Companies with a fundamental understanding of millennials’ wishes, like ThinkWallet, are driving for seamless online experiences. Not only is the whole application process online, but the underwriting and fulfillment are as well. They’re offering mobile tools to expedite loan approval and giving applicants the power to manage their loan right from their smartphone. In certain cases, it may take just a few days from application to cash, which is an extremely appealing option to someone who may have procrastinated applying.
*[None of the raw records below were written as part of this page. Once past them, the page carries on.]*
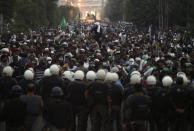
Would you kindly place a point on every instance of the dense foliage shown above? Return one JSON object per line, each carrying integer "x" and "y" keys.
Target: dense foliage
{"x": 146, "y": 12}
{"x": 35, "y": 13}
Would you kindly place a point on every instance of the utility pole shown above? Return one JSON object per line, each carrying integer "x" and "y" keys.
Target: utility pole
{"x": 102, "y": 9}
{"x": 1, "y": 23}
{"x": 163, "y": 14}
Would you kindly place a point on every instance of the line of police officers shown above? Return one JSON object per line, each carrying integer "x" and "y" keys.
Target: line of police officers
{"x": 66, "y": 101}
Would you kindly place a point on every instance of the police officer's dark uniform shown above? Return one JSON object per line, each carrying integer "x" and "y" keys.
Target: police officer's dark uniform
{"x": 116, "y": 96}
{"x": 76, "y": 96}
{"x": 14, "y": 111}
{"x": 139, "y": 106}
{"x": 98, "y": 100}
{"x": 58, "y": 112}
{"x": 48, "y": 83}
{"x": 161, "y": 109}
{"x": 180, "y": 100}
A Generation Without Collateral
Another point that makes personal loans so attractive is that it doesn’t always require collateral from the applicant. Not only does collateral mean extra effort on the part of the applicant, it may not even be a realistic option to begin with. Many millennials are making their first major purchases from small personal loans, which means they may not have an asset to use as collateral. In return for their lack of wealth, millennials are willing to pay extra interest rates in an effort to secure the loan.
A Tool for Improving Credit
Finally, personal loans give millennials a chance to diversify their credit in an effort to build better financial health. Personal loans give them a chance to transfer high-interest debt to a lower interest personal loan. Consolidating their debt and making timely payments has a chance to increase their credit score while saving them money over time. Plus, personal loans can be paid off on a regular schedule over the course of several years. This not only helps the debtor to plan their financials, it also gives a clear light at the end of the tunnel. In addition, there are typically no penalties for paying the loan off early!
Once marketers understand the priorities of a millennial, they can start making it easier for them to see the benefits of choosing their brand over the direct competition. This creates a win-win for millennials and lenders as we move into an increasingly digital world.